I was surprised to read that Grass 4 Sale was a scam and was shut down by the State last year. I actually ordered a pallet of grass from them, and it was delivered as promised and in good shape.

Guess I was the only one. Probably helped that I live 15 minutes from a sod farm. Im guessing they just made a call to someone else and had them drop a pallet of grass in front of my house. Looks like if you live in San Antonio or paid for any of their services you were not so lucky.

https://www.expressnews.com/business/local/article/State-sues-San-Antonio-grass-retailer-auto-parts-10860546.php#photo-12198101


----------



## Colonel K0rn (Jul 4, 2017)

Stupid paywall


----------



## pennstater2005 (Jul 17, 2017)

Here it is:

*Two unrelated San Antonio online businesses - a grass and sod retailer, and an auto-parts distributor - have been sued by Texas Attorney General Ken Paxton for allegedly defrauding consumers.

Grass4Sale.com Inc. and CEO James Walker are accused of deceiving consumers, according to a lawsuit filed Wednesday in Bexar County District Court. The state wants Grass4Sale and Walker to turn over any ill-gotten gains.

Express Newsletters
Get the latest news, sports and food features sent directly to your inbox.
Most Popular
MJM Autohaus Inc. and owner Kelly Madden allegedly misled consumers, who reported waiting months for parts, receiving incorrect merchandise or never getting deliveries, according to a lawsuit filed Jan. 10.

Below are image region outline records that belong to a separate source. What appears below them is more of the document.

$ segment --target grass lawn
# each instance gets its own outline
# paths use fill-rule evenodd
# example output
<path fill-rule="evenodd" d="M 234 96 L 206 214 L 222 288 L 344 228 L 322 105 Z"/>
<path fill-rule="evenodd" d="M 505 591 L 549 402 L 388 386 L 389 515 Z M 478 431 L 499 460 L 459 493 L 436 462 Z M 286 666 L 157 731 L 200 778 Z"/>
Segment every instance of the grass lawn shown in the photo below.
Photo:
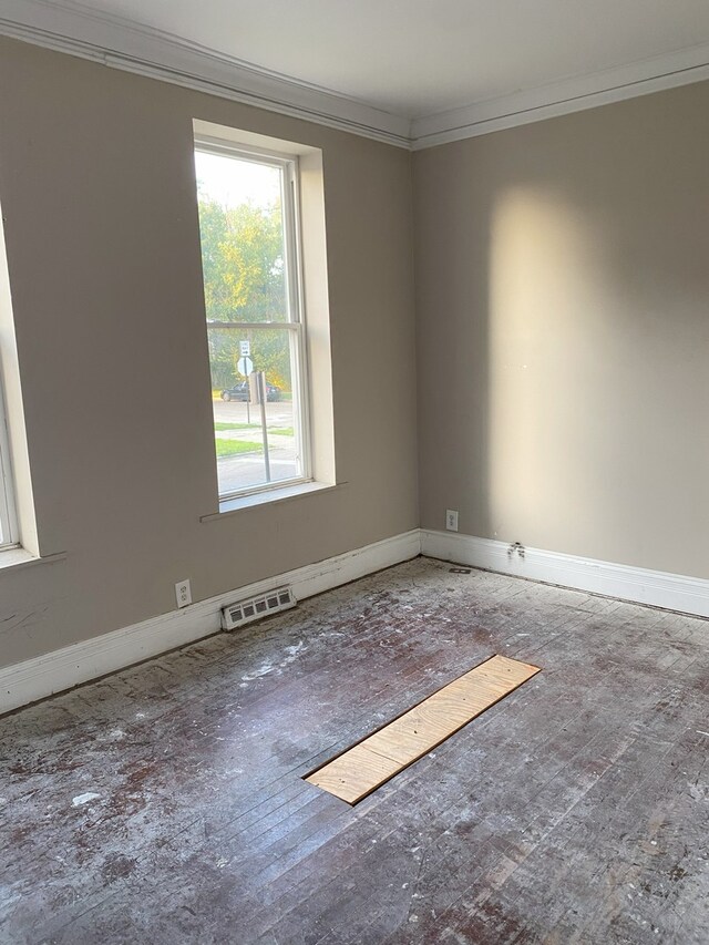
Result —
<path fill-rule="evenodd" d="M 222 423 L 215 422 L 215 430 L 260 430 L 260 423 Z"/>
<path fill-rule="evenodd" d="M 223 430 L 260 430 L 260 423 L 223 423 L 220 421 L 214 424 L 215 432 Z M 278 436 L 292 436 L 292 427 L 268 427 L 268 433 L 276 433 Z"/>
<path fill-rule="evenodd" d="M 217 459 L 224 456 L 237 456 L 239 453 L 263 453 L 263 443 L 249 443 L 245 440 L 222 440 L 219 436 L 214 441 L 217 450 Z"/>

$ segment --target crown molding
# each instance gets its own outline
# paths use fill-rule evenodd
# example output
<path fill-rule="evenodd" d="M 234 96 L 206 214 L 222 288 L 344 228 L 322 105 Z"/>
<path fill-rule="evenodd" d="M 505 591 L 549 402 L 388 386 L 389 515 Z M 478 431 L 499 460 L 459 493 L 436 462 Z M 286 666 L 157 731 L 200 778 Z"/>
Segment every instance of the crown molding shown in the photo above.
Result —
<path fill-rule="evenodd" d="M 709 44 L 414 119 L 411 147 L 422 151 L 705 79 L 709 79 Z"/>
<path fill-rule="evenodd" d="M 2 0 L 0 34 L 412 151 L 709 79 L 702 44 L 410 120 L 73 0 Z"/>
<path fill-rule="evenodd" d="M 2 0 L 0 33 L 114 69 L 410 147 L 409 119 L 78 3 Z"/>

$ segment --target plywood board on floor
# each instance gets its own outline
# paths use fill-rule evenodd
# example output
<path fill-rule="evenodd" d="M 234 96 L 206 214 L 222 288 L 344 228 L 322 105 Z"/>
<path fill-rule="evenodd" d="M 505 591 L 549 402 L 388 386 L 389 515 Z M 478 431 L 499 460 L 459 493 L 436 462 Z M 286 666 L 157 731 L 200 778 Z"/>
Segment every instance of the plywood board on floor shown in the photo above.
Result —
<path fill-rule="evenodd" d="M 538 666 L 495 655 L 305 780 L 356 804 L 538 671 Z"/>

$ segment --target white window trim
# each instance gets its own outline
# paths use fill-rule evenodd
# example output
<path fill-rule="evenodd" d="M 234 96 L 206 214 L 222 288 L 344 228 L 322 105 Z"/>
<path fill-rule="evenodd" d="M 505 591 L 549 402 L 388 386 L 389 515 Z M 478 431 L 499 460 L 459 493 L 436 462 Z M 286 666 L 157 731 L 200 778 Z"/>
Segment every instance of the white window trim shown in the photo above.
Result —
<path fill-rule="evenodd" d="M 4 396 L 0 378 L 0 552 L 17 548 L 19 527 L 14 504 L 10 438 L 4 409 Z"/>
<path fill-rule="evenodd" d="M 255 147 L 253 145 L 236 141 L 213 137 L 210 135 L 195 134 L 195 151 L 222 156 L 233 156 L 251 161 L 254 163 L 278 166 L 282 171 L 284 194 L 282 216 L 286 249 L 286 287 L 288 296 L 288 310 L 290 320 L 286 322 L 215 322 L 207 321 L 209 327 L 223 327 L 229 330 L 273 330 L 286 329 L 297 337 L 296 358 L 291 359 L 291 387 L 294 396 L 298 396 L 298 429 L 296 431 L 297 449 L 300 454 L 300 475 L 280 479 L 275 482 L 259 483 L 228 493 L 219 494 L 219 507 L 225 511 L 234 507 L 235 502 L 247 500 L 251 496 L 268 496 L 269 493 L 278 493 L 284 489 L 292 486 L 307 486 L 314 482 L 312 474 L 312 431 L 310 421 L 310 383 L 308 371 L 308 338 L 307 316 L 304 295 L 302 274 L 302 232 L 300 225 L 300 192 L 299 192 L 299 160 L 297 154 L 288 152 L 271 151 L 270 148 Z M 291 349 L 292 351 L 292 349 Z M 216 456 L 215 456 L 216 462 Z"/>

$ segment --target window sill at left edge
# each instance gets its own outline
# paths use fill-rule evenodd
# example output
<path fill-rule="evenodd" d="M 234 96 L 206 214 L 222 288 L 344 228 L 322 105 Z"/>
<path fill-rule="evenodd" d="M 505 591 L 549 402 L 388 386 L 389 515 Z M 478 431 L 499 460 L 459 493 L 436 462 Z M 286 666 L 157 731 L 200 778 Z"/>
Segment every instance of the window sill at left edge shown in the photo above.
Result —
<path fill-rule="evenodd" d="M 224 499 L 219 502 L 219 511 L 213 512 L 209 515 L 202 515 L 201 522 L 216 522 L 224 520 L 230 514 L 243 512 L 246 509 L 257 509 L 263 505 L 273 505 L 275 503 L 288 502 L 294 499 L 300 499 L 304 495 L 321 494 L 323 492 L 332 492 L 346 486 L 346 482 L 305 482 L 296 485 L 284 486 L 282 489 L 271 489 L 264 492 L 256 492 L 250 495 L 239 495 L 234 499 Z"/>
<path fill-rule="evenodd" d="M 64 561 L 66 552 L 58 552 L 53 555 L 33 555 L 22 547 L 0 549 L 0 574 L 4 571 L 19 571 L 22 567 L 34 567 L 38 564 L 53 564 Z"/>

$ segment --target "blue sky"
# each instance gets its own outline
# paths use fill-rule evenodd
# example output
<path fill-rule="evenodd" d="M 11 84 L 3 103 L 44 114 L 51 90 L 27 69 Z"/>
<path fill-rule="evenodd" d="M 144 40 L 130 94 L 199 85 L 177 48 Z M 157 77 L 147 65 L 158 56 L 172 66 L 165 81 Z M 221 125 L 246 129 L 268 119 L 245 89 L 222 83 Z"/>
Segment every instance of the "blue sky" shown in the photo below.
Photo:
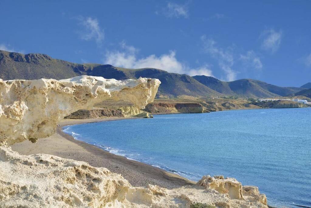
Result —
<path fill-rule="evenodd" d="M 311 1 L 0 1 L 0 50 L 281 86 L 311 82 Z"/>

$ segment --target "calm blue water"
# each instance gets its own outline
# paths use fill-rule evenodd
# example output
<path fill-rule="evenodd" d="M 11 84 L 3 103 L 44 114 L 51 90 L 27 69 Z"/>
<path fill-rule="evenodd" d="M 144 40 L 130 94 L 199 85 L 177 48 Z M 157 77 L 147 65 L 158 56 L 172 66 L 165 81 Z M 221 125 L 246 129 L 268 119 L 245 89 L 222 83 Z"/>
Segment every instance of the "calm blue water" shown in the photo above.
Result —
<path fill-rule="evenodd" d="M 236 178 L 268 203 L 311 206 L 311 108 L 156 115 L 64 131 L 116 154 L 194 180 Z"/>

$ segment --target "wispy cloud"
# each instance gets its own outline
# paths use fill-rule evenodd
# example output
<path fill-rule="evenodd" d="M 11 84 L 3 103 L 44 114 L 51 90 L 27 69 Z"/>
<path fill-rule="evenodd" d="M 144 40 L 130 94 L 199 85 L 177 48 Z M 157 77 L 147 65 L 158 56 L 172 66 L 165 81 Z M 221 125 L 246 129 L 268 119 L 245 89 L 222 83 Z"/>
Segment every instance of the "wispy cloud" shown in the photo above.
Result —
<path fill-rule="evenodd" d="M 205 36 L 201 37 L 204 51 L 216 59 L 219 67 L 226 74 L 228 81 L 235 80 L 238 72 L 234 70 L 232 67 L 234 63 L 233 55 L 230 48 L 224 49 L 216 46 L 216 42 L 212 39 L 208 38 Z"/>
<path fill-rule="evenodd" d="M 266 51 L 273 53 L 279 49 L 282 36 L 281 30 L 278 31 L 274 29 L 266 30 L 260 35 L 263 39 L 262 48 Z"/>
<path fill-rule="evenodd" d="M 188 18 L 189 16 L 189 10 L 187 4 L 178 4 L 172 2 L 168 2 L 166 6 L 162 9 L 159 12 L 156 11 L 156 14 L 163 14 L 166 17 L 173 18 Z"/>
<path fill-rule="evenodd" d="M 98 45 L 101 44 L 104 38 L 104 32 L 100 26 L 97 19 L 82 16 L 77 19 L 82 26 L 80 31 L 81 38 L 85 41 L 94 40 Z"/>
<path fill-rule="evenodd" d="M 240 54 L 240 59 L 243 64 L 248 67 L 258 70 L 261 70 L 262 68 L 262 64 L 260 58 L 253 51 L 249 51 L 245 55 Z"/>
<path fill-rule="evenodd" d="M 254 73 L 258 76 L 261 73 L 262 64 L 259 57 L 255 52 L 250 50 L 245 54 L 239 54 L 235 51 L 234 48 L 223 48 L 217 46 L 213 39 L 206 36 L 201 37 L 204 51 L 209 54 L 217 62 L 219 68 L 225 74 L 224 79 L 227 81 L 235 80 L 238 74 L 241 73 L 234 69 L 246 70 L 247 74 Z M 244 66 L 244 67 L 243 67 Z"/>
<path fill-rule="evenodd" d="M 311 66 L 311 53 L 304 59 L 304 64 L 308 67 Z"/>
<path fill-rule="evenodd" d="M 105 64 L 125 68 L 139 69 L 151 68 L 159 69 L 170 72 L 195 75 L 212 75 L 211 70 L 206 65 L 197 68 L 191 68 L 178 61 L 176 52 L 170 51 L 159 56 L 152 54 L 137 58 L 139 50 L 133 46 L 127 45 L 124 41 L 120 44 L 122 51 L 107 51 L 104 62 Z"/>
<path fill-rule="evenodd" d="M 4 44 L 0 44 L 0 50 L 10 52 L 16 52 L 16 53 L 24 53 L 25 52 L 22 50 L 15 50 L 14 48 L 11 46 L 9 45 L 6 45 Z"/>
<path fill-rule="evenodd" d="M 188 74 L 190 76 L 195 75 L 205 75 L 209 76 L 214 76 L 213 72 L 208 65 L 199 67 L 195 69 L 191 69 Z"/>
<path fill-rule="evenodd" d="M 210 19 L 222 19 L 225 18 L 225 15 L 223 14 L 220 14 L 219 13 L 216 13 L 213 15 L 211 16 L 209 18 Z"/>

The state's claims in each case could exceed $1 million.

Grass4Sale officials did not respond to email messages Monday. The company's voice mail system would not accept new messages.

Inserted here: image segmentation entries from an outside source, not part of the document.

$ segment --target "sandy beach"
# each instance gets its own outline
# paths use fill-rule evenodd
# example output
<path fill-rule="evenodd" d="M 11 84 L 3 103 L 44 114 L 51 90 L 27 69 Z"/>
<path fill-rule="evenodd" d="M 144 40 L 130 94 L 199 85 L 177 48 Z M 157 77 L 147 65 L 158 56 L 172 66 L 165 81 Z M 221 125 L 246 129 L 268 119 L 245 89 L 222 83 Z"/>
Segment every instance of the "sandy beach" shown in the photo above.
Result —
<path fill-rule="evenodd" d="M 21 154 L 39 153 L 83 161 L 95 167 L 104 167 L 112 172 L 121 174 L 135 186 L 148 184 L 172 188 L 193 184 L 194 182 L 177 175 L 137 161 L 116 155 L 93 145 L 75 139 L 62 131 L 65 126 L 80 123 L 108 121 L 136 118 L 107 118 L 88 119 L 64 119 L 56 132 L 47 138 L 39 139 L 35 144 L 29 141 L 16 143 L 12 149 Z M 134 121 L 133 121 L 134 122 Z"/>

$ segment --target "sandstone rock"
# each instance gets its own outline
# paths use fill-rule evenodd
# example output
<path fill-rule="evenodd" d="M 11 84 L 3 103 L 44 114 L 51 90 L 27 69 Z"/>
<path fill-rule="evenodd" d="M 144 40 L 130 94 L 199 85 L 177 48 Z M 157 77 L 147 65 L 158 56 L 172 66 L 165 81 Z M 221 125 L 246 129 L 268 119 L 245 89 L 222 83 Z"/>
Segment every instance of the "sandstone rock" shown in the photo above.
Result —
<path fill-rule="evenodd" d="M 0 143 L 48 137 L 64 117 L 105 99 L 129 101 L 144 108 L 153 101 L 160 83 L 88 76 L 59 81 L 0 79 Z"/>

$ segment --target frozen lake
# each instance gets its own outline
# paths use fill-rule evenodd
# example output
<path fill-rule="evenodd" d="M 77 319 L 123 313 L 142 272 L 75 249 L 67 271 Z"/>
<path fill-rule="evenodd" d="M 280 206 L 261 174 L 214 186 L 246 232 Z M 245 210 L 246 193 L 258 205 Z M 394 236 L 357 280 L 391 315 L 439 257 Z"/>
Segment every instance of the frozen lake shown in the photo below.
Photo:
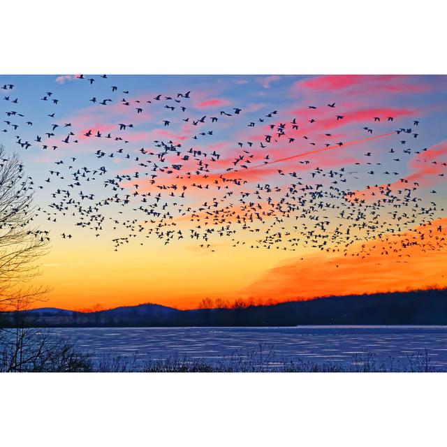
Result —
<path fill-rule="evenodd" d="M 271 353 L 269 362 L 349 362 L 365 351 L 376 360 L 390 358 L 404 367 L 409 356 L 427 349 L 431 365 L 447 369 L 447 326 L 299 326 L 291 328 L 54 328 L 95 360 L 135 356 L 139 360 L 173 356 L 209 362 L 253 352 Z"/>

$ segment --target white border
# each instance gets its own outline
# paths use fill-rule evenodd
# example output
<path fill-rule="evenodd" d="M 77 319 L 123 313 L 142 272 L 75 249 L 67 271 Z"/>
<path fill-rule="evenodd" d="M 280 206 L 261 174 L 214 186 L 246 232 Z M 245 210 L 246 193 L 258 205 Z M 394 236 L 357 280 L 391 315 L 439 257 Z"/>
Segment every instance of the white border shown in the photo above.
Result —
<path fill-rule="evenodd" d="M 8 1 L 0 71 L 444 74 L 445 9 L 434 0 Z M 37 447 L 441 445 L 445 381 L 2 374 L 1 439 Z"/>

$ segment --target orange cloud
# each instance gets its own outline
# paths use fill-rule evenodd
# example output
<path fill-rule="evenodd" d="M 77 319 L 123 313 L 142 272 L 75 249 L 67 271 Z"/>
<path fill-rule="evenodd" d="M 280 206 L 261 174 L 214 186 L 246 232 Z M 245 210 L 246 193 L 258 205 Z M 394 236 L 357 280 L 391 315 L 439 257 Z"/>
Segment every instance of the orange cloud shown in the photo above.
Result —
<path fill-rule="evenodd" d="M 346 251 L 285 261 L 241 291 L 277 301 L 447 287 L 447 218 L 358 243 Z"/>

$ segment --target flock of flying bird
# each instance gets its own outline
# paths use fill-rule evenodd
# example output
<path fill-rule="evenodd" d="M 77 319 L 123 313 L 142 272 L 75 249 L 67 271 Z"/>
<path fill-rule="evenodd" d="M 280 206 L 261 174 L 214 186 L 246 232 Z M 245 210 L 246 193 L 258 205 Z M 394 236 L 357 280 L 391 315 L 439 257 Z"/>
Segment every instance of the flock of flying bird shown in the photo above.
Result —
<path fill-rule="evenodd" d="M 376 149 L 370 149 L 362 154 L 361 161 L 324 169 L 315 166 L 312 154 L 342 150 L 350 143 L 333 140 L 331 133 L 325 130 L 318 133 L 326 140 L 321 143 L 320 136 L 314 138 L 309 130 L 318 122 L 314 113 L 318 108 L 333 109 L 335 121 L 346 120 L 346 114 L 339 112 L 335 102 L 308 105 L 306 118 L 280 119 L 281 113 L 272 110 L 256 121 L 244 121 L 242 105 L 212 115 L 196 116 L 191 91 L 131 99 L 128 89 L 112 85 L 110 98 L 94 94 L 95 85 L 108 80 L 105 75 L 80 75 L 75 82 L 90 86 L 94 93 L 89 101 L 94 107 L 114 105 L 126 110 L 124 116 L 140 117 L 156 105 L 157 110 L 163 111 L 157 123 L 161 129 L 188 125 L 195 131 L 181 141 L 168 138 L 147 142 L 146 149 L 128 149 L 132 147 L 131 138 L 126 139 L 126 135 L 131 135 L 135 123 L 117 122 L 116 130 L 110 131 L 75 129 L 71 123 L 60 120 L 58 107 L 62 100 L 48 91 L 40 97 L 50 108 L 46 114 L 50 118 L 47 129 L 31 140 L 27 135 L 33 119 L 21 112 L 22 99 L 15 94 L 15 86 L 0 85 L 7 105 L 3 132 L 13 135 L 18 147 L 54 153 L 69 148 L 67 156 L 52 163 L 42 184 L 25 177 L 20 166 L 24 188 L 36 191 L 38 198 L 44 191 L 50 198 L 46 204 L 39 198 L 31 220 L 38 217 L 50 224 L 62 221 L 93 231 L 98 237 L 103 234 L 110 237 L 111 230 L 115 251 L 133 240 L 143 244 L 145 238 L 156 237 L 164 244 L 191 240 L 210 251 L 217 249 L 216 241 L 224 240 L 235 247 L 298 251 L 304 247 L 365 257 L 376 248 L 367 242 L 374 240 L 381 254 L 395 253 L 399 262 L 406 262 L 409 247 L 430 251 L 446 246 L 441 225 L 433 225 L 427 233 L 418 228 L 432 226 L 442 215 L 444 209 L 434 201 L 437 191 L 420 194 L 418 183 L 406 179 L 403 172 L 408 157 L 417 156 L 419 163 L 436 164 L 439 170 L 436 175 L 444 175 L 446 163 L 425 158 L 426 148 L 410 148 L 418 142 L 418 120 L 399 127 L 391 135 L 388 133 L 376 137 L 380 126 L 394 124 L 395 117 L 372 116 L 358 131 L 365 133 L 365 142 L 395 135 L 395 147 L 387 148 L 386 156 L 382 154 L 386 161 L 374 162 Z M 246 129 L 260 129 L 261 136 L 253 141 L 235 141 L 231 155 L 219 153 L 212 142 L 219 132 L 216 126 L 222 122 Z M 305 132 L 301 130 L 303 127 Z M 94 163 L 80 163 L 75 145 L 81 140 L 84 144 L 91 141 Z M 280 145 L 290 148 L 289 155 L 275 157 L 275 149 Z M 106 161 L 115 159 L 132 163 L 133 170 L 126 172 L 134 172 L 117 173 Z M 378 175 L 386 176 L 389 182 L 378 182 Z M 71 240 L 72 233 L 67 228 L 58 235 Z M 37 230 L 36 234 L 49 239 L 50 233 L 45 229 Z M 400 234 L 404 235 L 394 237 Z M 357 249 L 351 252 L 353 244 Z"/>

MJM Autohaus' phone appeared to be disconnected. The company didn't immediately respond to an email.

Kayleigh Lovvorn, a spokeswoman for the attorney general, said she could not comment because both lawsuits are pending.

Grass4Sale bills itself on its website as "Americas (sic) largest online grass distributor." In truth, the state said in its suit, the company never had more than two or three independent contractors in the San Antonio area.

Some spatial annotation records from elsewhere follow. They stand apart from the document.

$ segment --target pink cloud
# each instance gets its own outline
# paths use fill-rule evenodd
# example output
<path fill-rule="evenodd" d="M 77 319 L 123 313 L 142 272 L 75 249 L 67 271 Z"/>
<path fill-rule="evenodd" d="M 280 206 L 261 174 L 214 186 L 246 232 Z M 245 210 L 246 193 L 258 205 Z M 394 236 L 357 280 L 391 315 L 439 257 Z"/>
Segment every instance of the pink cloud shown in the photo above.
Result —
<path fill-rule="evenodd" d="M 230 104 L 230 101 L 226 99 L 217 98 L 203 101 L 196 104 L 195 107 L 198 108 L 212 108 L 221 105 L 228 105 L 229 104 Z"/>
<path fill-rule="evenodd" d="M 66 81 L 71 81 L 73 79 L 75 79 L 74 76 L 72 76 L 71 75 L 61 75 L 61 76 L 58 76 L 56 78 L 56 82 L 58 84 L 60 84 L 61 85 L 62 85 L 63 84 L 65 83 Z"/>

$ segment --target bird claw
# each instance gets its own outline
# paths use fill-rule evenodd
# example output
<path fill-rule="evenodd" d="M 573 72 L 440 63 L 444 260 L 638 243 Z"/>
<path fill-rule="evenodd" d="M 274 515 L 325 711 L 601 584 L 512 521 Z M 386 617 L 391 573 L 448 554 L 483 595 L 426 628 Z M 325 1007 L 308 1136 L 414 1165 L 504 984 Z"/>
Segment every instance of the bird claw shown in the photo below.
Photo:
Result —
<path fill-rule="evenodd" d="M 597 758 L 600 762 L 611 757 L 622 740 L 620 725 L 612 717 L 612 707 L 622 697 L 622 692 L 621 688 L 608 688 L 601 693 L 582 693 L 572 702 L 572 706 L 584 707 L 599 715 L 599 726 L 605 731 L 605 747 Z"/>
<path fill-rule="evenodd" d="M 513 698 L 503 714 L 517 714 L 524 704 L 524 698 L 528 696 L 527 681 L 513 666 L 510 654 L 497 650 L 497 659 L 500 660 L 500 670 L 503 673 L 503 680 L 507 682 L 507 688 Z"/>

"Grass4Sale is operated out of a home in Texas and has no divisions providing the advertised localized response," the suit added.

The suit contained affidavits from four customers who shared tales of woe in dealing with Grass4Sale.

One consumer reported spending more than $1,100 for grass and top soil in 2015. He received the topsoil but not the grass. Despite disputing the charges with his credit card company, the customer said, he received a collection notice.

Another consumer reported paying $307 for a pallet of zoysia grass but getting a different type of grass. Grass4Sale later came and picked up the zoysia grass but never delivered the sod that the customer ordered, the affidavit stated.

Grass4Sale has received an "F" rating from the Better Business Bureau. The organization's website shows it has received 50 complaints. Grass4Sale failed to respond to 19 complaints and 11 complaints were unresolved, the BBB reported.

The attorney general is suing Grass4Sale for violations of the Texas Deceptive Trade Practices Act. The state seeks civil penalties of $20,000 for each violation and an order directing the company to repay consumers.

The state is pursuing similar penalties against MJM Autohaus, the auto-parts distributor.

MJM Autohaus is accused of failing to ship merchandise in a timely manner. The company "cuts off communication with the consumer" if it cannot resolve an issue, the suit added.

One consumer mentioned in the lawsuit paid MJM Autohaus $400 for an Audi IT suspension kit that he took to his mechanic to install. But parts were missing and others were too small. After checking the model number on the parts, the mechanic discovered they were for a Volkswagen. The customer successfully disputed the charge with his credit card company but said in an affidavit that he still believed "these people are scammers."

The attorney general's lawsuit noted that MJM Autohaus forfeited its corporate registration in 2008.

The company's website displays a BBB accreditation logo, but the BBB states it has not awarded any such designation to the business. MJM Autohaus is rated an "F" by BBB, which reported receiving 94 complaints - including 82 that received no response.*


----------



## Redtenchu (Jan 28, 2017)

Wow


----------